We often want to take an inventory of the types of data in our database. What is our schema? This is most useful in DEV or TEST databases whose content is created by several users or teams, is often experimental, or has multiple versions. Even in controlled environments like PROD, where the application validates data on ingest so that it obeys the schema, we may observe data with a different structure than expected. It is important for us to compare the actual schema with the intended schema. Additionally, having a picture of the schema helps onboard new users, and it accelerates development of new applications and dynamic UIs.
In this post, we demonstrate how to discover and visualize the actual graph schema directly from the data that resides within an Amazon Neptune database.
Neptune is a managed graph database service supporting two common graph representations: labeled property graph (LPG) and Resource Description Framework (RDF). In each case, we show how to introspect, or reverse engineer, the schema using queries and database statistics. We then use a diagram-as-code tool called PlantUML to visualize that schema. We demonstrate the solution in the Neptune Workbench, a Jupyter notebook, which runs on Amazon SageMaker.
Solution overview
The following diagram demonstrates the approach. As a data architect, you use the notebook instance to first discover the schema in the Neptune database. Then you visualize that schema using a PlantUML notebook plugin.
Prerequisites
To run this example, you need a Neptune cluster and notebook instance. If you don’t have these already in place, you can create them, as long as you have an AWS account with permission to create them.
Running this example incurs charges. For more details, refer to Amazon Neptune Pricing.
Provision resources
Complete the following steps to create your resources:
Create a Neptune cluster and Neptune Workbench notebook instance. If you have an existing cluster and notebook instance, you can use them instead.
Make a local clone of the GitHub repo containing the discovery tool.
Open the notebook instance Jupyter folder view.
Create a folder called discovery_draw.
Upload all files from the notebook/discovery_draw folder of your clone except README.md to the discovery_draw folder in Jupyter.
Discover and visualize an LPG schema
From Jupyter, open the notebook VisualizeModel-LPG.ipynb. Then follow the steps in that notebook.
Set up PlantUML
Install the PlantUML plugin by running the Python installer. Restart the kernel—using the Kernel, Restart menu item—after installing. Then import iplantuml for later use.
Set up the Neptune connection
Set up a connection to Neptune for discovery. Your notebook instance has environment variables already set for the Neptune endpoint host, port, AWS Region, and authentication mode.
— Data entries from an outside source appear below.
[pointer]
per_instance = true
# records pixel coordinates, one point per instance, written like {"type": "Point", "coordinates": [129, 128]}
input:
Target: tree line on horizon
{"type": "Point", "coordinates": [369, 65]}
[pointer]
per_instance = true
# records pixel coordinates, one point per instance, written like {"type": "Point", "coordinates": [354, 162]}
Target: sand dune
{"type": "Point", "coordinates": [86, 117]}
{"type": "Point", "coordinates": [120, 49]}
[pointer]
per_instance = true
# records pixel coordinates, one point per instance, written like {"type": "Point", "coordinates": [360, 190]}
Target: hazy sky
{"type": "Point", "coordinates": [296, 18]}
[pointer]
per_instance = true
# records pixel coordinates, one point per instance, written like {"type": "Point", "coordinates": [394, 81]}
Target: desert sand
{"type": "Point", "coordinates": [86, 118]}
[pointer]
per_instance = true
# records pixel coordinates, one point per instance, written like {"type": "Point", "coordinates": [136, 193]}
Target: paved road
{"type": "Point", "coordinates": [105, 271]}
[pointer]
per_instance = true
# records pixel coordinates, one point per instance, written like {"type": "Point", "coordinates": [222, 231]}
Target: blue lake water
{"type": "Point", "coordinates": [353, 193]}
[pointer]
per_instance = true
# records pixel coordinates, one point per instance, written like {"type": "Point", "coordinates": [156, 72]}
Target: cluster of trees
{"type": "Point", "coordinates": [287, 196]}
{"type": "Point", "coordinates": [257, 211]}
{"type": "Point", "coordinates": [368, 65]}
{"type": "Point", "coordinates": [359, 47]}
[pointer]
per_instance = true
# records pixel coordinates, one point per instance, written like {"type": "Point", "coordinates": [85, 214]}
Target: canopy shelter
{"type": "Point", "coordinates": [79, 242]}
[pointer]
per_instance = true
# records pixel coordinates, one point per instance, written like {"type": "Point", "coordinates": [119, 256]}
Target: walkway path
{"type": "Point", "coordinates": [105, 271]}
Pass these as input to lpg_discovery.set_neptune_env().
This function is defined in lpg_discovery.py. It initializes the Neptune data plane SDK client that you use to introspect the Neptune database.
Add sample data
If you have a new Neptune database set up, or if you want to experiment with new types of data in an existing instance, run the %seed steps to add sample airports, fraud, and knowledge graph data to your database. We visualize the airports dataset below. The others are included for variety and can be skipped. You can skip this step if you don’t require this data.
Get a summary
Begin your discovery by calling the Neptune Summary API. Using engine statistics, it reports node labels, edge labels, and properties in your graph.
Discover the schema
With the summary as input, reverse engineer the schema.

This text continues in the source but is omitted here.